Friday 6 February 2015

Stuff I make: Hobbycraft 1/144 RB-36

 I finished a new model: a 1/144 scale RB-36, the reconnaissance version of the B-36. It marks both the first time I've made a kit from Canada's lone manufacturer, Hobbycraft (if you've ever seen a scale model of the Avro Arrow, you can thank them) and I've faced an old foe of mine, silver paint.

The R in RB-36 makes this the reconnaissance version of the B-36. It was very good at the role, as it could fly high and carry gigantic cameras

Ten engines, six piston and four jet. Yes it was a bit complex


For comedy reasons named the "Peacemaker" by its manufacturer, the B-36 was the only airplane that could carry America's first hydrogen bombs without modification.
Let me explain: when I was a kid making models silver paint (coming in those little square Testors jars) was just vile. It was very slow to dry, and almost impossible to make visually pleasing on a silver aircraft. (Thinner would have helped here, but that was beyond my then-meager skillset.)  My lone attempt at building a silver finish aircraft, Revell's old Tu-95, was torturous. The airbrush makes things much easier, but doing aircraft in bare-metal finishes is a pretty involved sub-discipline in modelling. Like getting good finishes on cars, good bare-metal paint jobs tend to be very painstaking. I think mine turned out pretty well: I managed to mostly capture the "different metal" composition on real B/RB-36s.
B-36s have that finish thanks to the engineers using magnesium alloy wherever possible for extreme lightness. Areas that needed greater metal strength used Aluminum alloy, and that included any section that was pressurized. The main visual difference between B and RB-36s is that the RB-36 has a extra pressurized section after the front defensive turret station, which is where the extra crew and the massive long-distance cameras lived.

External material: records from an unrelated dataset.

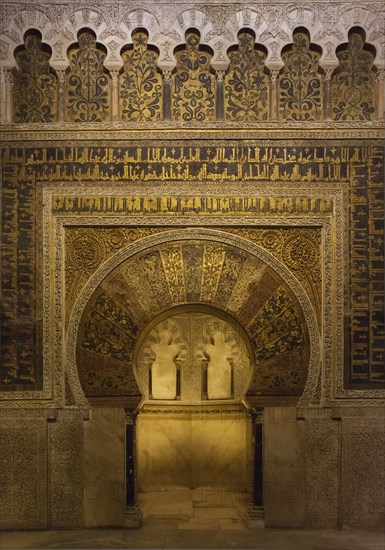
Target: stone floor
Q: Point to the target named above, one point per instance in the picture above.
(195, 519)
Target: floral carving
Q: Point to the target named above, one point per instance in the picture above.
(247, 87)
(353, 82)
(300, 95)
(88, 92)
(35, 83)
(193, 85)
(140, 82)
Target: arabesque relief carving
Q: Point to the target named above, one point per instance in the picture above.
(353, 82)
(300, 83)
(140, 83)
(227, 279)
(246, 82)
(193, 85)
(88, 87)
(35, 83)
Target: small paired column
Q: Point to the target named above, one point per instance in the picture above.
(8, 102)
(380, 94)
(327, 94)
(220, 109)
(133, 514)
(167, 95)
(255, 511)
(114, 95)
(274, 94)
(61, 77)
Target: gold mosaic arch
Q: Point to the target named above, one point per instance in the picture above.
(207, 267)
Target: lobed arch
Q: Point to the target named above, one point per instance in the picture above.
(60, 25)
(110, 269)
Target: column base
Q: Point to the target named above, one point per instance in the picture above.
(133, 517)
(254, 517)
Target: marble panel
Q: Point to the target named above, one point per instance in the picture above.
(104, 457)
(23, 472)
(209, 451)
(220, 457)
(284, 468)
(164, 445)
(322, 471)
(66, 470)
(363, 472)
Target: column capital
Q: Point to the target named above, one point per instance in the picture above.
(166, 75)
(114, 77)
(9, 77)
(328, 73)
(274, 74)
(380, 75)
(220, 75)
(61, 76)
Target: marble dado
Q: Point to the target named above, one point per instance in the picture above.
(317, 469)
(194, 450)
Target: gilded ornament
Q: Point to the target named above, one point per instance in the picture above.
(140, 82)
(299, 82)
(193, 84)
(353, 83)
(35, 83)
(246, 82)
(88, 84)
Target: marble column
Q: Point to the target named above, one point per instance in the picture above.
(133, 514)
(61, 77)
(274, 94)
(219, 115)
(255, 513)
(327, 94)
(381, 93)
(167, 95)
(8, 103)
(114, 95)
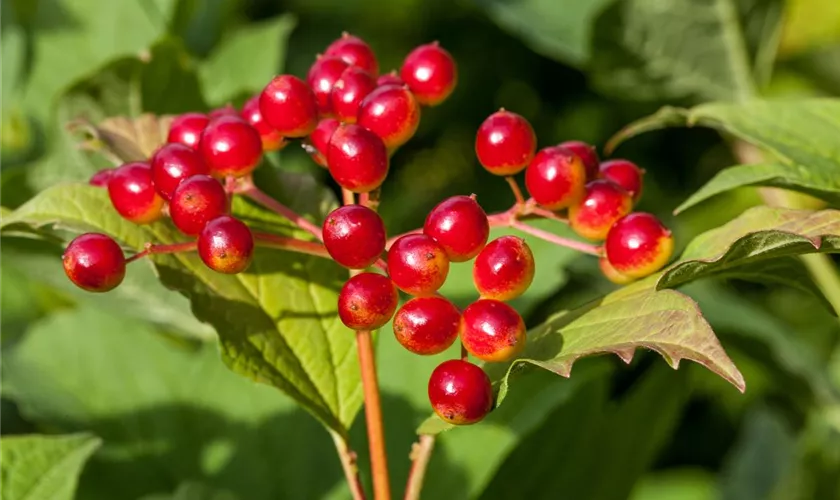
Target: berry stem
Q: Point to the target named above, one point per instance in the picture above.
(557, 240)
(421, 452)
(151, 249)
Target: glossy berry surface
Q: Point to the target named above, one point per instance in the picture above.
(319, 140)
(186, 129)
(230, 146)
(94, 262)
(173, 163)
(392, 113)
(357, 158)
(626, 174)
(492, 331)
(354, 236)
(347, 93)
(367, 301)
(427, 325)
(638, 245)
(430, 72)
(197, 201)
(602, 204)
(272, 140)
(288, 105)
(322, 76)
(355, 52)
(417, 264)
(555, 178)
(101, 178)
(226, 245)
(460, 226)
(504, 269)
(587, 153)
(133, 193)
(460, 392)
(505, 143)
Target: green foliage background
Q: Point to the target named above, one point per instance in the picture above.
(131, 381)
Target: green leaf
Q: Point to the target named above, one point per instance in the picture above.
(247, 60)
(740, 247)
(36, 467)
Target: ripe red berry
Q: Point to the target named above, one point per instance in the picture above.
(587, 153)
(367, 301)
(94, 262)
(323, 74)
(288, 105)
(347, 93)
(226, 245)
(555, 178)
(602, 204)
(355, 52)
(638, 245)
(460, 392)
(492, 331)
(505, 143)
(133, 193)
(392, 113)
(319, 140)
(101, 178)
(417, 264)
(427, 325)
(460, 226)
(357, 158)
(624, 173)
(354, 236)
(504, 269)
(197, 201)
(173, 163)
(186, 129)
(430, 72)
(230, 146)
(271, 139)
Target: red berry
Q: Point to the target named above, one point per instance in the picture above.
(288, 105)
(323, 74)
(367, 301)
(101, 178)
(347, 93)
(624, 173)
(230, 146)
(226, 245)
(427, 325)
(173, 163)
(357, 158)
(587, 153)
(430, 72)
(505, 143)
(271, 139)
(460, 392)
(355, 52)
(94, 262)
(197, 201)
(504, 269)
(602, 204)
(133, 193)
(417, 264)
(555, 178)
(354, 236)
(186, 129)
(392, 113)
(319, 140)
(638, 245)
(492, 331)
(460, 226)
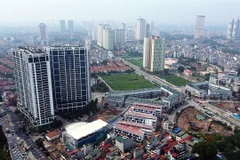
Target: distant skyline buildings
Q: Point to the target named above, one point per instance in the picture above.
(120, 36)
(233, 30)
(154, 54)
(199, 27)
(64, 30)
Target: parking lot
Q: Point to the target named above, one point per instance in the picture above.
(190, 119)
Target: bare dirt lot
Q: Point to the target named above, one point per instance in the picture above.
(190, 115)
(105, 114)
(228, 106)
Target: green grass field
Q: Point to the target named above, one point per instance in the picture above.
(137, 62)
(123, 82)
(177, 81)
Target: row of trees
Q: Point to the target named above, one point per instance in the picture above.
(99, 87)
(4, 154)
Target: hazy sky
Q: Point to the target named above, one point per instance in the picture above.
(168, 12)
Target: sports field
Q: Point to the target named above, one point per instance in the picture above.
(136, 62)
(124, 82)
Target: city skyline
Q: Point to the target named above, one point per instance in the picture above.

The "dull" section is acrylic Tamiya flat aluminum, and the shiny section is ModelMaster enamel silver chrome trim. Amazingly my initial coat of that stuff really did get the almost mirror sheen that real B-36s had, but this was ruined pretty quickly and had to be redone. One lesson I learned here is that silver (especially shiny silver) is very intolerant to tape for masking; even things like painter's trim tape and post it notes would spoil the "aluminum" finish. This make painting even more jig-saw like, since the dull aluminum had to be completely done first, (which required a lot of taping) and then strengthened with future, and then masked again, which required all the taping of the first job, only mirrored. In short: lots of masking. As for painting, I'm sufficiently impressed by the trickiness of it that next time I attempt a bare-metal aircraft, I'm going to do it with Alclad lacquers, and hang the expense. (I live a long way from hobby shops, so anything specifically hobby-based is a mail order, hence me trying to improvise this time around.)

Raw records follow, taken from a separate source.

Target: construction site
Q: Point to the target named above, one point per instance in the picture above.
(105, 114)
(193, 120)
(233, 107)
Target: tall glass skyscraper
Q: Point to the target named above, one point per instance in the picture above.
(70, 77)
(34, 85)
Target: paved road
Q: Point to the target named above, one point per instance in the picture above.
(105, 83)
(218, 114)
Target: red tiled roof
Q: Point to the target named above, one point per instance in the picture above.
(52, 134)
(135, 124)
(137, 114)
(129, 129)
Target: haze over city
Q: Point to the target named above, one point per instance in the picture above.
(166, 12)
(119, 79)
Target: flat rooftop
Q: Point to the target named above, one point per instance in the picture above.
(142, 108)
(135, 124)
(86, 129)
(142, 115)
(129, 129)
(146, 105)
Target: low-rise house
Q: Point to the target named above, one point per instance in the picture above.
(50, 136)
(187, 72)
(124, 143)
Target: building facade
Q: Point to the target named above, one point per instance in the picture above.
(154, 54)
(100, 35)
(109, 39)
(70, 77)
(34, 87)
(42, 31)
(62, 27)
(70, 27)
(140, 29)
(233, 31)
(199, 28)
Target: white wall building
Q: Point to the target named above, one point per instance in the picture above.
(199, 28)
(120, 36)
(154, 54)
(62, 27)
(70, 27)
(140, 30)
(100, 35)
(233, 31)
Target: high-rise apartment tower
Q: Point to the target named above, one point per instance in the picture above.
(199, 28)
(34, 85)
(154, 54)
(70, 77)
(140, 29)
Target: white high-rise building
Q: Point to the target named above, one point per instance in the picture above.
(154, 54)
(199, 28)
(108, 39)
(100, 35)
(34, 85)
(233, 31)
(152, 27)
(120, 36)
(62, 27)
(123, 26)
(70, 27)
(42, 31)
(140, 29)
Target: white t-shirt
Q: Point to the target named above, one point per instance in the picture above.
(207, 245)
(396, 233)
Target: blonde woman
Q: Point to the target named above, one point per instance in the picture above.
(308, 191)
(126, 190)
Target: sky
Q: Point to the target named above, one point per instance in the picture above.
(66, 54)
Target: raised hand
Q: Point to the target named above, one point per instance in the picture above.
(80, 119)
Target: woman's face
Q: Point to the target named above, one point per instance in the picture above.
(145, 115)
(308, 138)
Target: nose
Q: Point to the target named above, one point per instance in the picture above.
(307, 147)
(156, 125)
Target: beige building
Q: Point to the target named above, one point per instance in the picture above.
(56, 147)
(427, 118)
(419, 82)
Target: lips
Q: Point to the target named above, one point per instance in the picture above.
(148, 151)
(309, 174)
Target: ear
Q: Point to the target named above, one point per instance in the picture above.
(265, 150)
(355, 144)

The other place where my technique kinda fell down was the transparencies. Several methods were tried, and in the end freehand painting provided the best results. And of course all those attempts fogged the canopy. This isn't that a big deal; interior details are minimal at this scale and all but invisible even with that canopy done properly - but I'm conscious that my transparent game is behind some of my other skills.







 The rest of the kit is quite good in my opinion, though there are one or two places where kit engineering isn't state of the art. For one, the wings droop slightly, which is contrary to what they were in real life. I managed to mostly cure the droop with wooden dowels glued into the wings. The other thing is that the engine intakes are "solid"; IE they are just rendered in plastic with no actual intake holes. I carved out the holes, though I think if you look really close you can see it is a little rough around the edges. This is because I tried to preserve the "crossbars" on the intake and carved around them. Next time, I'm just going to remove the whole thing and replace the crossbars with that stock styrene all you fancy modellers use.

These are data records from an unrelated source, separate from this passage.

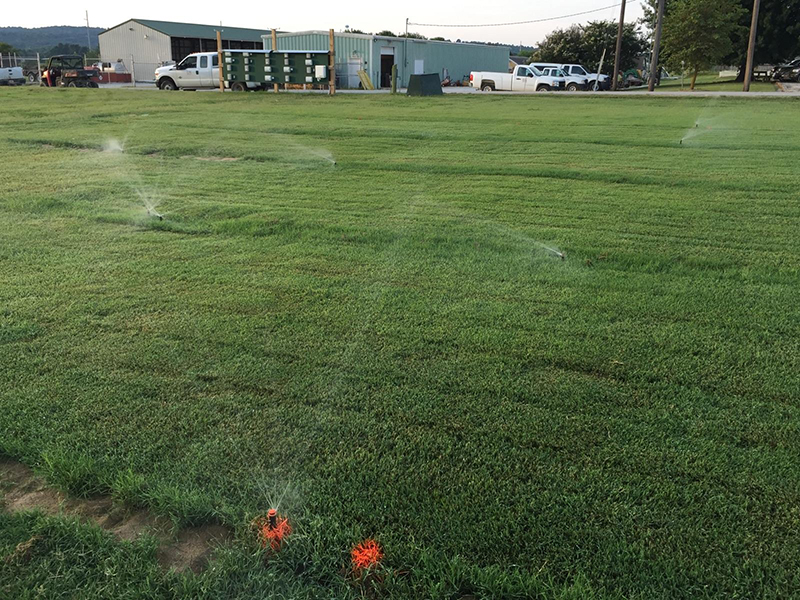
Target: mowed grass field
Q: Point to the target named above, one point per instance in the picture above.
(385, 347)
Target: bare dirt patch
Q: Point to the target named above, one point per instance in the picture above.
(214, 158)
(187, 548)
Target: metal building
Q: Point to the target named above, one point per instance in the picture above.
(376, 54)
(143, 44)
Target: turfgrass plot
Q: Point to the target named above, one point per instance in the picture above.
(387, 347)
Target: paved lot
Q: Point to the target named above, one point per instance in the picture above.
(790, 89)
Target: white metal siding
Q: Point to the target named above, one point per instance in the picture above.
(147, 46)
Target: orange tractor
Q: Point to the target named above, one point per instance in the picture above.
(67, 71)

I also used auto-body filler for putty, which is something I'm sticking with. It actually created strong sand-able bonds. A slight accident when I used it to secure weight in the nose:. I just used lots of it to secure the weights and ball bearings, and it melted the lower radar dome a bit, which required some more filler and some sanding. (So lesson learned: use lots and the fumes might melt plastic.)



The decals went on quite nicely, and I forget if I did my usual topcoat of future ontop of them. At any rate, marking (even the wing-walks) were no problem.

As is my method I'm going to do some sort of modest infodump on the B-36 family, though it will be a bit less obsessive than some posts, simply because this is a pretty famous warbird by most standards, and the work is not so much one of researching to solve mysteries as it is just putting together good sources. I also think I'm sticking to well engineered kits for awhile: While Hobbycraft was better than Amodel, both required much endurance to make them look right to me, which is kinda draining.

For scale, three more contemporary fighters. Even the large F-14 looks tiny beside the RB-36.